直近の高値を切り上げてきていますので、今後の上昇に期待です。
まとめ
【業績】
- 今期(2022年3月期)1Qの業績は、前年同期比 増収増益で、売上収益は5割程度増収、利益面は黒字転換しており好調。
- 今1Qの決算発表と同時に、ビスフェノールA(樹脂原料として使用)などの市況が上昇したことや、各セグメントの販売数量が経済活動の再開に伴い期初時点の想定を上回って増加する見込みの為、通期業績予想を上方修正した。
- 通期予想に対する進捗は、利益面は4割近くまで到達しており、さらなる上方修正もありうる。
【株主還元】
- 配当金は、2019年3月期までは連続増配され、その後は3年間増額されなかったが、今期予想は前期比10円増の予定。
- 配当利回りは年2.8%となっており、東証1部銘柄の単純平均(9/7時点) 1.76%と比較すると少し高い水準。
- 今回の自社株買いと同額(100億円)の自社株買いを昨年も実施しており、株主還元には厚いという印象。
【流動性・自社株買い数量】
- 直近の出来高(売買が成立した株式の数量)の5日平均は9,824百株、25日平均は8,847百株となっており、流動性は高い水準。
- 自社株買いの株数は、発行済株式総数(自己株式を除く)の1.79%とほどほどの数量。
【株価モメンタム】
- 株価は、昨年のコロナショック時の安値(1,762円)を底にして、今年の6月初旬まで右肩上がりの上昇トレンドで推移してきたが、直近は3,500円~4,000円のレンジ内で推移。
- 今回の自社株買いの翌営業日(8/30)は、窓を開けて買われ、その後は上昇トレンドで推移。
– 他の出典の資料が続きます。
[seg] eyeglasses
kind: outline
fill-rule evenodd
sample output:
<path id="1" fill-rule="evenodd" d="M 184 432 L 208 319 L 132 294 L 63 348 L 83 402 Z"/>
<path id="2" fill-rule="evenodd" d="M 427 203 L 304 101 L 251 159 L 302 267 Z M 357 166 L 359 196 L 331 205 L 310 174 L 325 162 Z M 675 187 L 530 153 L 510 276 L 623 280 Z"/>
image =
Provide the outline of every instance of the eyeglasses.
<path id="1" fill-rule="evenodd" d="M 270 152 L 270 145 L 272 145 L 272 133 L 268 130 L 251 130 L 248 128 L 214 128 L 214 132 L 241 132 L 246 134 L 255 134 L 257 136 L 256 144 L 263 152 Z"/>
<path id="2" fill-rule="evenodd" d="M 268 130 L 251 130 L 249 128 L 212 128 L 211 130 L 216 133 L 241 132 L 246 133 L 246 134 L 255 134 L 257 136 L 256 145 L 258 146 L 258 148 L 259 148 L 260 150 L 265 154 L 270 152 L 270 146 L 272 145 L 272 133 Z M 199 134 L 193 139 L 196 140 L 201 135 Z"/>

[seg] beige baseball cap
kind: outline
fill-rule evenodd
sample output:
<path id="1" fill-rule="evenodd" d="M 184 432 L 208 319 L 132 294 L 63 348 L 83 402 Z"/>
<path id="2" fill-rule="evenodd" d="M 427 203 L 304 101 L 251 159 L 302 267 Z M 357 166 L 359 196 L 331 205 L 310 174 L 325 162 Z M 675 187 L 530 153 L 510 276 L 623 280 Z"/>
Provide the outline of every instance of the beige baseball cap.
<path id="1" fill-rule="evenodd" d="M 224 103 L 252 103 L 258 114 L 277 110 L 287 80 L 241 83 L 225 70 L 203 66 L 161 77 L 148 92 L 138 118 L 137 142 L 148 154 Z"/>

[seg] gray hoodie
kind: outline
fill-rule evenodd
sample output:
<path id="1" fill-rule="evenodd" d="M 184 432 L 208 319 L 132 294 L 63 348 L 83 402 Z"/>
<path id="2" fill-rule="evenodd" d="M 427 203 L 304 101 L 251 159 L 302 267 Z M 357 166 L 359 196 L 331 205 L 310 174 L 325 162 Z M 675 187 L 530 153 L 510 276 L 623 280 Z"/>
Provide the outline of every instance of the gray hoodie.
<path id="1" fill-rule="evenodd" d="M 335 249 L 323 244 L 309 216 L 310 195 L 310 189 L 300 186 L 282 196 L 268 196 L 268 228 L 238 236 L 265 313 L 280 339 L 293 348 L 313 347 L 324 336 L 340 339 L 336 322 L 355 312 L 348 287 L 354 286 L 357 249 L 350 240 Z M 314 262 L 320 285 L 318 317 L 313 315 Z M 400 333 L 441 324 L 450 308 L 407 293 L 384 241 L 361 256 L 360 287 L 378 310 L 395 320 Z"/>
5日移動平均線や25日移動平均線が上向きとなってきて、現在の株価はその上にある。
- 直近の高値(6/4:4,075円)を上抜けてくると、一段高が期待できそう。
以上のことから、
レベル(最低⭐~最高⭐⭐⭐⭐⭐) | |
業績 | ⭐⭐⭐⭐ |
配当を含む株主還元 | ⭐⭐⭐⭐ |
株価モメンタム | ⭐⭐⭐⭐ |
流動性 | ⭐⭐⭐⭐ |
自社株買い数量 | ⭐⭐⭐ |
総合判定 | ⭐⭐⭐⭐(買い) |
と判断しました。
最後までご覧いただき、ありがとうございました!
※株式投資の実際の売買は、自己判断、自己責任でお願いします。